I want to run billions of IO-bound tasks across a pool of thousands of threads. These are my challenges:
- Reduce memory usage. The thread pool from
concurrent.futures
uses an unbound queue. Too many submissions and memory usage balloons but too few and not enough work is accomplished. - Collect results. Neither the pool nor its context manager store completed futures, so collecting results isn’t necessary to reduce memory usage. I would like the option of collecting results if at some future time I need them.
- Handle exceptions. I would like python exceptions in any of the tasks to be propagated to the main thread.
- Incorporate asyncio via
loop.run_in_executor()
Each future from concurrent.futures
can have an add_done_callback
that collects the result and handles any exceptions. Exceptions raised within these callbacks are ignored, but since callbacks run from the main thread, exceptions can be stored as a global variable and re-raised from the submission loop. This doesn’t help in reducing memory usage, but I haven’t figured out how to do that even through asyncio (see below).
To incorporate asyncio I create a consumer task and a producer task. The producer submits callables to the loop’s executor in a synchronous loop, placing the resulting futures onto an unbound queue.
The consumer maintains a set of pending futures, awaiting the first result from either that set or the queue. It awaits the result of asyncio.wait()
over both the queue and a second asyncio.wait()

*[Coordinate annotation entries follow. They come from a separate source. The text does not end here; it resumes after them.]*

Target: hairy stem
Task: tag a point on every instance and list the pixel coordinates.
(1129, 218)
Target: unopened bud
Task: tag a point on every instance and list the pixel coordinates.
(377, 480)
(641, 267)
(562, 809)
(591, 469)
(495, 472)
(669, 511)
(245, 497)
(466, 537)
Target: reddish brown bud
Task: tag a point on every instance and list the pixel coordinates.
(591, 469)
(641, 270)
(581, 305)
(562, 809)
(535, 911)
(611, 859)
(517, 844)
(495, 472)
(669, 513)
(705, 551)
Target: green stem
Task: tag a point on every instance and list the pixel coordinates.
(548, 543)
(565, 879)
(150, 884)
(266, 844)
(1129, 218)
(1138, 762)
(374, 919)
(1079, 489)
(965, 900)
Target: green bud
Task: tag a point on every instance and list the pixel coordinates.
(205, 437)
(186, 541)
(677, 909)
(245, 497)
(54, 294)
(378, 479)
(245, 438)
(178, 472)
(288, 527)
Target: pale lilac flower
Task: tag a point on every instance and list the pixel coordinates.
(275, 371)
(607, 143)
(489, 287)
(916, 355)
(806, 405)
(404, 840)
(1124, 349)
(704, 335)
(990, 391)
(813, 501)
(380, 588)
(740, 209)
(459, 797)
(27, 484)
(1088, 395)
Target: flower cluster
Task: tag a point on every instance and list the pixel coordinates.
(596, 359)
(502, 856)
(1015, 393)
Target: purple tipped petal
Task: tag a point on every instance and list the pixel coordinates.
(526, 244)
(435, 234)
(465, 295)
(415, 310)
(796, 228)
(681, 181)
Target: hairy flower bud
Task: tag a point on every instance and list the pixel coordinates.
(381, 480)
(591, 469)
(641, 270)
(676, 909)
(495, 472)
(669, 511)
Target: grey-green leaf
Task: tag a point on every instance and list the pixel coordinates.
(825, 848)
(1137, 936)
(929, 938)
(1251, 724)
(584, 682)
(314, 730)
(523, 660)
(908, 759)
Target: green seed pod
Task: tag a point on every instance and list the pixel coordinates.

coroutine over the set of pending futures. If the result comes from the queue, it adds it to the set and resumes waiting. If the result is a completed future, it processes the results and handles exceptions before resuming the wait. The task is complete when the queue shuts down.
Am I making this overly convoluted? Is there a simpler approach?
I haven’t figured out a neat way to reduce memory usage. The best I can come up with is to check the thread pool’s _work_queue.qsize()
, and if it exceeds a threshold, to simply await asyncio.sleep(<small number>)
. Surely there must be a better way?